RAPPELLE qu’en cas de conflit sur l’une des modalités d’exercice de l’autorité parentale, et notamment sur le mode de résidence de leur(s) enfant(s), sur les modalités du droit de visite et d’hébergement ou sur la pension alimentaire, les parents peuvent mettre en place une mesure de médiation familiale qui pourra être organisée par tout organisme de médiation familiale de leur choix, le médiateur ayant vocation à entendre les parties, à restaurer la communication entre eux, à confronter leur point de vue pour leur permettre de trouver une solution au conflit qui les oppose, les parties ayant la faculté d’être conseillées par leurs avocats et de demander au juge d’homologuer leur accord.

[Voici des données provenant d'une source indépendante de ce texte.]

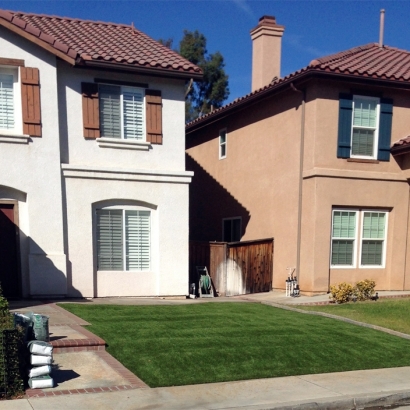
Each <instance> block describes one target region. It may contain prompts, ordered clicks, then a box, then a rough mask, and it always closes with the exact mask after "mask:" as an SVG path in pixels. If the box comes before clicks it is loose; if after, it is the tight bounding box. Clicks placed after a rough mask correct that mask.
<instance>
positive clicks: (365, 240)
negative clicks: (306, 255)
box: [330, 209, 388, 268]
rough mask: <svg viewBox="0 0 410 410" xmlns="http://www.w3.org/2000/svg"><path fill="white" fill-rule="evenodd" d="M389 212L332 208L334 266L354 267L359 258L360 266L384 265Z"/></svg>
mask: <svg viewBox="0 0 410 410" xmlns="http://www.w3.org/2000/svg"><path fill="white" fill-rule="evenodd" d="M387 215H388V213H387V212H380V211H371V210H343V209H335V210H333V215H332V251H331V258H330V264H331V267H334V268H355V267H356V266H357V262H356V261H357V260H358V261H359V267H360V268H382V267H384V264H385V249H386V237H387V236H386V233H387ZM357 255H359V257H357Z"/></svg>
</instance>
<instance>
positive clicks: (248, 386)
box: [0, 292, 410, 410]
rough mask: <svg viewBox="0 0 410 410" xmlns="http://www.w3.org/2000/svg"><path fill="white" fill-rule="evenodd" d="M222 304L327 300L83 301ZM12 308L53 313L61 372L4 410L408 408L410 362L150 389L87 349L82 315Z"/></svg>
mask: <svg viewBox="0 0 410 410" xmlns="http://www.w3.org/2000/svg"><path fill="white" fill-rule="evenodd" d="M379 295H380V296H387V297H403V296H410V292H384V293H383V292H380V293H379ZM217 301H218V302H234V301H236V302H238V301H241V302H243V303H249V302H259V303H266V304H272V305H286V306H288V307H291V306H292V305H297V304H305V303H306V304H307V303H309V304H312V303H313V304H323V303H326V302H327V301H328V296H327V295H320V296H313V297H308V296H301V297H300V298H286V297H284V292H269V293H264V294H254V295H244V296H242V297H230V298H214V299H208V298H207V299H202V300H198V299H196V300H192V299H161V298H147V299H138V298H104V299H92V300H82V301H81V302H82V303H90V304H138V305H139V304H195V303H213V302H217ZM295 307H297V306H295ZM11 308H12V310H14V311H34V312H36V313H43V314H47V315H48V316H49V317H50V333H51V339H52V340H53V344H54V345H55V346H60V347H59V348H56V347H55V350H58V349H60V350H59V353H56V354H55V355H54V360H55V361H56V362H57V364H58V365H59V370H60V374H59V375H58V377H57V379H58V386H57V388H55V389H44V390H37V391H33V390H31V391H30V392H29V391H28V394H27V395H26V397H25V398H24V399H19V400H10V401H2V402H1V403H0V409H1V410H17V409H18V410H26V409H27V410H48V409H50V410H51V409H52V410H55V409H58V410H65V409H79V410H82V409H84V410H94V409H95V410H97V409H98V410H100V409H102V410H105V409H107V410H110V409H112V410H128V409H129V410H134V409H135V410H138V409H141V410H142V409H146V410H147V409H169V410H172V409H197V410H222V409H230V410H235V409H237V410H239V409H241V410H246V409H249V410H251V409H252V410H261V409H264V410H268V409H283V410H290V409H300V410H302V409H303V410H304V409H359V408H368V409H370V408H371V409H374V410H376V409H382V408H390V409H392V408H409V407H410V367H399V368H391V369H375V370H363V371H354V372H342V373H329V374H316V375H301V376H290V377H279V378H270V379H258V380H245V381H236V382H226V383H211V384H202V385H192V386H178V387H164V388H149V387H148V386H146V385H145V384H144V383H143V382H142V381H140V380H139V379H138V378H137V377H136V376H134V375H130V374H129V373H130V372H128V370H127V369H125V368H124V367H123V366H122V365H121V364H119V363H118V362H116V361H115V359H113V358H112V357H111V356H110V355H108V353H106V352H105V351H101V350H99V349H100V347H101V346H91V347H90V349H94V348H95V350H87V349H86V348H85V347H84V346H85V345H86V344H87V343H91V342H90V340H91V339H92V338H93V335H92V334H91V333H90V332H88V331H86V330H83V328H82V326H83V325H84V324H86V322H84V321H83V320H82V319H80V318H77V317H76V316H74V315H72V314H69V313H66V311H64V310H63V309H61V308H59V307H57V306H56V305H55V304H54V303H50V302H49V303H44V302H41V301H19V302H12V303H11ZM70 341H72V342H74V344H75V346H77V347H76V348H73V347H62V346H63V345H64V343H66V344H67V346H69V342H70ZM97 342H98V340H97ZM74 344H72V345H70V346H74ZM97 344H98V343H97ZM64 349H66V350H64ZM69 349H71V350H69ZM127 372H128V373H127ZM103 389H105V391H104V390H103ZM97 391H98V392H97ZM37 393H38V394H37ZM386 406H389V407H386ZM397 406H401V407H397Z"/></svg>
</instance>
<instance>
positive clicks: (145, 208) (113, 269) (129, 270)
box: [95, 206, 153, 272]
mask: <svg viewBox="0 0 410 410" xmlns="http://www.w3.org/2000/svg"><path fill="white" fill-rule="evenodd" d="M107 210H115V211H122V260H123V266H122V267H123V269H122V270H115V269H100V267H99V266H98V212H99V211H107ZM127 211H144V212H149V266H148V268H146V269H133V270H130V269H127V258H126V255H127V252H126V246H127V238H126V224H125V213H126V212H127ZM152 217H153V214H152V210H151V209H148V208H145V207H141V206H106V207H102V208H96V209H95V238H96V247H95V249H96V261H97V271H99V272H149V271H151V270H152Z"/></svg>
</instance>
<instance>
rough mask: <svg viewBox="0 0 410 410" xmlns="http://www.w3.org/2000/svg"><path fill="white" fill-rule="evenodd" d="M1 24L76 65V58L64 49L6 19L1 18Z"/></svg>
mask: <svg viewBox="0 0 410 410" xmlns="http://www.w3.org/2000/svg"><path fill="white" fill-rule="evenodd" d="M0 25H1V26H3V27H5V28H7V29H8V30H10V31H12V32H13V33H15V34H17V35H19V36H21V37H24V38H25V39H27V40H29V41H31V42H32V43H34V44H36V45H38V46H39V47H41V48H43V49H44V50H47V51H49V52H50V53H52V54H54V55H55V56H57V57H59V58H61V59H62V60H64V61H66V62H67V63H69V64H71V65H75V59H74V58H71V57H69V56H68V55H67V54H65V53H63V52H62V51H59V50H57V49H56V48H55V47H53V46H52V45H50V44H47V43H46V42H44V41H42V40H40V39H39V38H38V37H36V36H34V35H33V34H30V33H27V31H25V30H23V29H21V28H19V27H17V26H15V25H14V24H12V23H10V22H8V21H5V20H4V19H0Z"/></svg>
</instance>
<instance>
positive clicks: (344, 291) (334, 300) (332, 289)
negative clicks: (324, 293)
mask: <svg viewBox="0 0 410 410" xmlns="http://www.w3.org/2000/svg"><path fill="white" fill-rule="evenodd" d="M330 293H331V294H332V296H331V297H332V298H333V300H334V301H335V302H336V303H346V302H348V301H349V300H350V299H351V298H352V296H353V294H354V288H353V286H352V285H351V284H350V283H346V282H341V283H339V284H338V285H332V286H330Z"/></svg>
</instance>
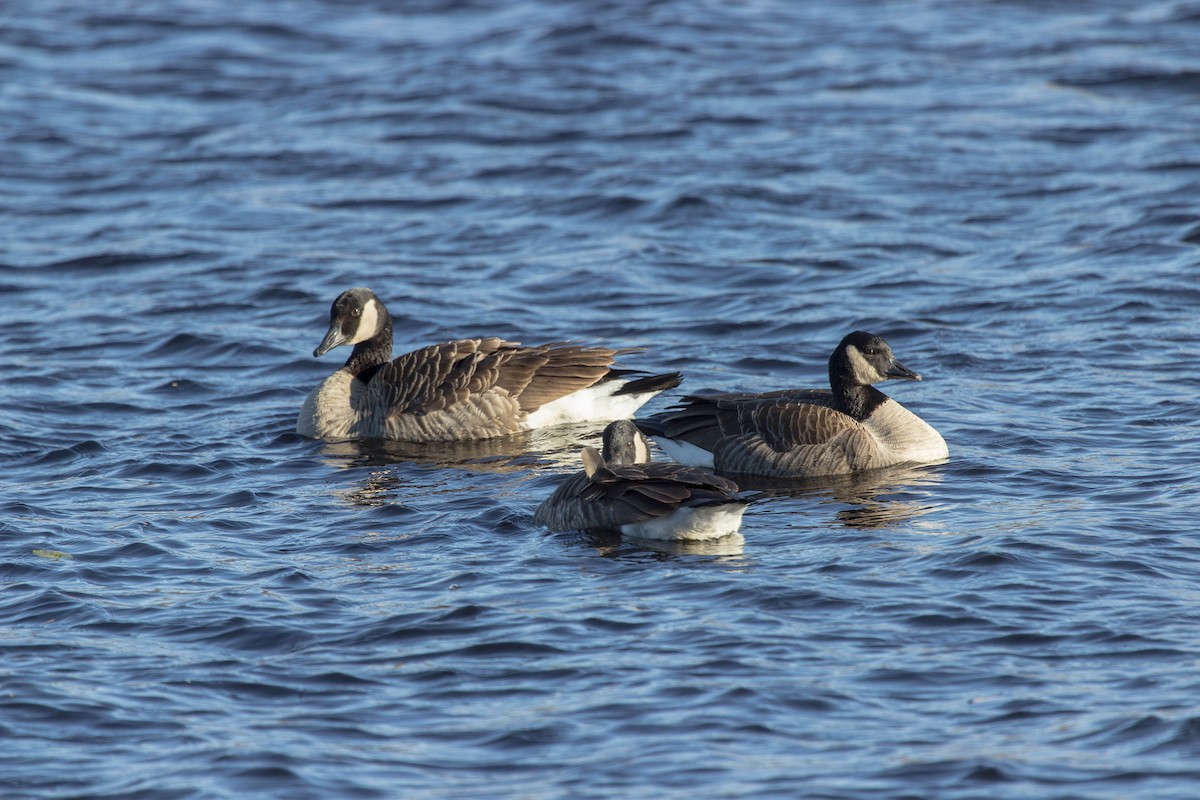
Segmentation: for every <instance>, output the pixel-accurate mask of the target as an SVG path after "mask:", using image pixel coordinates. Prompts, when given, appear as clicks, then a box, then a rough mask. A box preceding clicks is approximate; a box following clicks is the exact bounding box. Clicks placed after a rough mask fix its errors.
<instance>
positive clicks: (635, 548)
mask: <svg viewBox="0 0 1200 800" xmlns="http://www.w3.org/2000/svg"><path fill="white" fill-rule="evenodd" d="M559 536H562V534H559ZM570 536H578V537H582V539H581V541H583V542H586V543H587V545H588V546H589V547H592V548H593V549H595V551H596V553H599V554H600V555H602V557H605V558H630V557H644V555H647V554H650V555H653V557H655V558H656V559H659V560H668V559H667V557H674V555H719V557H734V555H743V554H744V551H745V543H746V540H745V536H743V535H742V534H731V535H728V536H721V537H720V539H708V540H703V541H671V540H649V539H624V537H622V535H620V534H618V533H616V531H586V533H584V531H576V533H575V534H571V535H570Z"/></svg>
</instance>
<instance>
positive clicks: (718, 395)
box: [638, 389, 833, 452]
mask: <svg viewBox="0 0 1200 800" xmlns="http://www.w3.org/2000/svg"><path fill="white" fill-rule="evenodd" d="M787 402H791V403H799V404H808V405H815V407H832V405H833V395H832V393H830V392H829V391H822V390H818V389H785V390H781V391H774V392H764V393H761V395H744V393H732V392H731V393H716V392H712V393H707V395H690V396H688V397H684V398H683V401H682V402H680V403H679V404H677V405H673V407H672V408H670V409H667V410H666V411H662V413H661V414H656V415H655V416H653V417H649V419H646V420H638V427H641V428H642V429H643V431H644V432H646V433H647V434H649V435H660V437H666V438H667V439H676V440H679V441H686V443H689V444H694V445H696V446H698V447H702V449H703V450H708V451H710V452H712V451H713V450H714V449H715V447H716V444H718V443H719V441H720V440H721V439H724V438H726V437H736V435H740V434H746V433H754V432H756V422H755V416H756V414H757V409H760V408H769V407H772V405H778V404H782V403H787Z"/></svg>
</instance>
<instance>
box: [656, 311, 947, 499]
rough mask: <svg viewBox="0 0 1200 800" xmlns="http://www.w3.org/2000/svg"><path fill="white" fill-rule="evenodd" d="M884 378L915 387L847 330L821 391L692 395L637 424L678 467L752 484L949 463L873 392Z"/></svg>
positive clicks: (936, 435) (938, 449)
mask: <svg viewBox="0 0 1200 800" xmlns="http://www.w3.org/2000/svg"><path fill="white" fill-rule="evenodd" d="M892 378H904V379H908V380H920V375H918V374H917V373H916V372H913V371H912V369H908V368H907V367H905V366H904V365H901V363H900V362H899V361H896V360H895V357H894V356H893V355H892V348H890V347H888V343H887V342H884V341H883V339H882V338H880V337H878V336H875V335H872V333H864V332H863V331H854V332H853V333H850V335H848V336H846V337H845V338H844V339H842V341H841V343H840V344H838V348H836V349H835V350H834V351H833V355H832V356H829V386H830V390H829V391H826V390H817V389H810V390H803V389H785V390H782V391H774V392H767V393H762V395H743V393H726V395H721V393H714V395H695V396H690V397H685V398H684V399H683V402H682V403H680V404H678V405H676V407H673V408H671V409H667V410H666V411H664V413H661V414H658V415H655V416H652V417H649V419H646V420H638V427H641V429H642V431H643V432H644V433H647V434H648V435H649V437H650V438H652V439H654V440H655V441H656V443H659V445H660V446H661V447H662V449H664V451H665V452H667V453H668V455H670V456H671V457H673V458H676V459H677V461H679V462H683V463H685V464H695V465H698V467H708V468H710V469H715V470H718V471H719V473H727V474H732V475H744V476H752V477H816V476H822V475H842V474H848V473H857V471H859V470H868V469H877V468H881V467H893V465H896V464H906V463H914V464H924V463H931V462H937V461H942V459H944V458H947V457H948V456H949V451H948V450H947V447H946V440H944V439H942V437H941V434H940V433H937V431H935V429H934V428H931V427H930V426H929V425H928V423H926V422H925V421H924V420H922V419H920V417H919V416H917V415H916V414H913V413H912V411H910V410H908V409H906V408H905V407H902V405H900V403H898V402H895V401H894V399H892V398H889V397H888V396H887V395H884V393H883V392H881V391H880V390H877V389H875V387H874V386H871V384H877V383H881V381H883V380H889V379H892Z"/></svg>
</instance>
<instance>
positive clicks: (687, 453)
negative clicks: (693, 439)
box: [650, 437, 713, 469]
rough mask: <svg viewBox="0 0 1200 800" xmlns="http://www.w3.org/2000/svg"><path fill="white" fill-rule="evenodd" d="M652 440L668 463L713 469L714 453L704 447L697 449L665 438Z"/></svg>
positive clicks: (661, 437) (687, 445)
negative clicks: (661, 449) (664, 456)
mask: <svg viewBox="0 0 1200 800" xmlns="http://www.w3.org/2000/svg"><path fill="white" fill-rule="evenodd" d="M650 439H653V440H654V444H656V445H658V446H659V447H661V449H662V452H664V453H666V456H667V461H673V462H678V463H680V464H686V465H688V467H706V468H708V469H713V453H712V452H709V451H707V450H704V449H703V447H697V446H696V445H694V444H689V443H686V441H676V440H674V439H666V438H664V437H650Z"/></svg>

RAPPELLE que l’obligation d’acquitter la contribution alimentaire et celle de représenter l’enfant au parent qui bénéficie d’un droit de visite et d’hébergement sont indépendantes et que le non-respect de l’une n’autorise en aucun cas le non-respect de l’autre, sous peine de sanctions pénales,
RAPPELLE que tout changement de domicile doit être notifié dans le mois à leur ancien conjoint sous peine de sanctions pénales (articles 227-4 et 227-6 du code pénal) tant que sont en vigueur des pensions alimentaires, des prestations de toute nature, ou un droit de visite et d’hébergement concernant des enfants mineurs,
DIT que les dispositions de la présente décision concernant les enfants mineurs sont assorties de l’exécution provisoire,
DIT n’y avoir lieu à exécution provisoire
Tribunal judiciaire de Bordeaux – Chambre de la famille – CABINET JAF 7
N° RG 24/04646 – N° Portalis DBX6-W-B7I-ZEVY
CONDAMNE Monsieur [D] [I] aux dépens,
DÉBOUTE les parties du surplus de leurs demandes,
DIT que la présente décision sera signifiée par voie huissier de justice au défendeur à l’initiative de Madame [O] [Y] et ce, dans un délai de six mois, faute de quoi le défendeur pourra se prévaloir du caractère non avenu de la présente décision
Le présent jugement a été signé par Madame Morgane REVEL, Vice-Présidente, Juge aux affaires familiales et par Monsieur Sébastien GOUIN, Greffier, présent lors du prononcé.